Постоянно размышляя над желанием, которое я считал тщетным, мучимый обладанием путеводной нитью, которая только издевалась надо мной, мое физическое состояние в конце концов пострадало. Мое здоровье было нарушено, и мой ночной покой был нарушен. Привычка ходить во сне, от которой я не страдал с детства, вернулась и часто причиняла мне неудобства. Таково было, в общем, мое состояние в течение некоторого времени, когда однажды утром я проснулся со странным ощущением усталости, которым мое тело обычно выдавало секрет наложенных на него во сне воздействий, о которых в обычном случае я ничего бы и не подозревал. Войдя в кабинет, соединенный с моей комнатой, я обнаружил на столе несколько свежеисписанных листов. Пораженный тем, что кто-то мог находиться в моих комнатах, пока я спал, я был поражен, присмотревшись повнимательнее, заметив, что почерк был моим собственным. Насколько я был более чем поражен, прочитав изложенный материал, может судить читатель, если он внимательно его изучит. Ибо эти исписанные листы, по-видимому, содержали долгожданную запись тех часов, когда я отсутствовал в теле. Они были потерянной главой моей жизни; или, скорее, не потерянной вовсе, потому что это была не часть моей жизни наяву, а украденная глава, украденная из того сна-воспоминания, на чьих таинственных табличках вполне могут быть начертаны истории, настолько же более удивительные, чем эта, насколько это страннее, чем большинство историй.
Следует помнить, что моим последним воспоминанием перед тем, как проснуться в своей постели, на утро после обморока, было созерцание побережья Земли Кеплера с необычной концентрацией внимания. Насколько я могу судить, не хуже, чем кто-либо другой, именно с того момента, когда мои телесные силы иссякли и я потерял сознание, начинается повествование, которое я нашел на своем столе.
Даже если бы я не мчался так прямо и быстро, как луч света, проложивший мой путь, один взгляд вокруг сказал бы мне, в какую часть вселенной я попал. Ни один земной пейзаж не мог бы быть более знакомым. Я стоял на высоком берегу Земли Кеплера, там, где она тянется на юг. Дул резкий западный ветер, и волны океана Де-Ла-Рю с грохотом разбивались у моих ног, в то время как широкие голубые воды залива Кристи простирались далеко на юго-запад. На фоне северного горизонта, поднимаясь из океана, как летняя грозовая туча, за которую я сначала ее принял, возвышалась далекая-далекая снежная вершина Маунт-Хилла.

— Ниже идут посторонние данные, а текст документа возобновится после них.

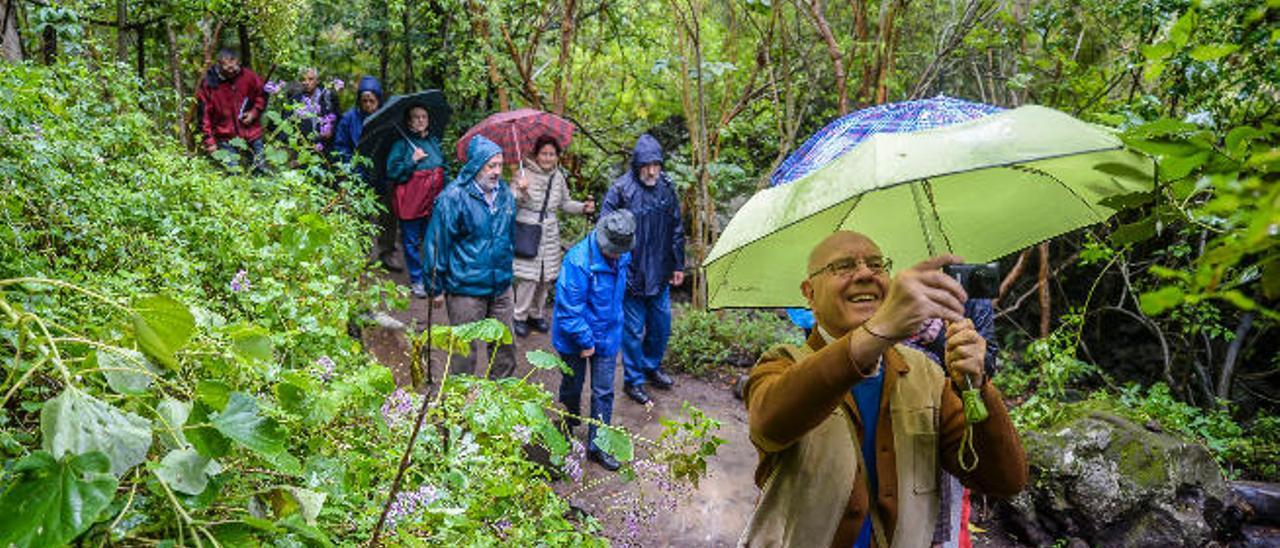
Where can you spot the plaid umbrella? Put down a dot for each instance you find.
(850, 129)
(516, 131)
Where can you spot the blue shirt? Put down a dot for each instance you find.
(867, 396)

Даже если бы конфигурация суши и моря была менее знакомой, я все равно знал бы, что нахожусь на планете, чей красноватый оттенок вызывает одновременно восхищение и недоумение астрономов. Теперь я увидел объяснение этому в оттенке атмосферы, окраске, сравнимой с дымкой бабьего лета, за исключением того, что ее оттенок был бледно-розовым, а не фиолетовым. Подобно дымке бабьего лета, она была неосязаема и, не мешая обзору, окутывала все предметы вблизи и вдали неописуемым очарованием. Однако, когда взгляд устремился вверх, глубокая синева космоса настолько пересилила розовый оттенок, что можно было подумать, что я все еще на Земле.
Оглядевшись вокруг, я увидел много мужчин, женщин и детей. Они ни в чем не отличались, насколько я мог видеть, от мужчин, женщин и детей Земли, за исключением чего-то почти детского в совершенной безмятежности их лиц, на которых не было никаких следов заботы, страха или беспокойства. Эта необычайная молодость внешнего вида действительно затрудняла, за исключением тщательного изучения, отличить молодость от среднего возраста, зрелость от преклонных лет. Время, казалось, не имело никакого отношения к Марсу.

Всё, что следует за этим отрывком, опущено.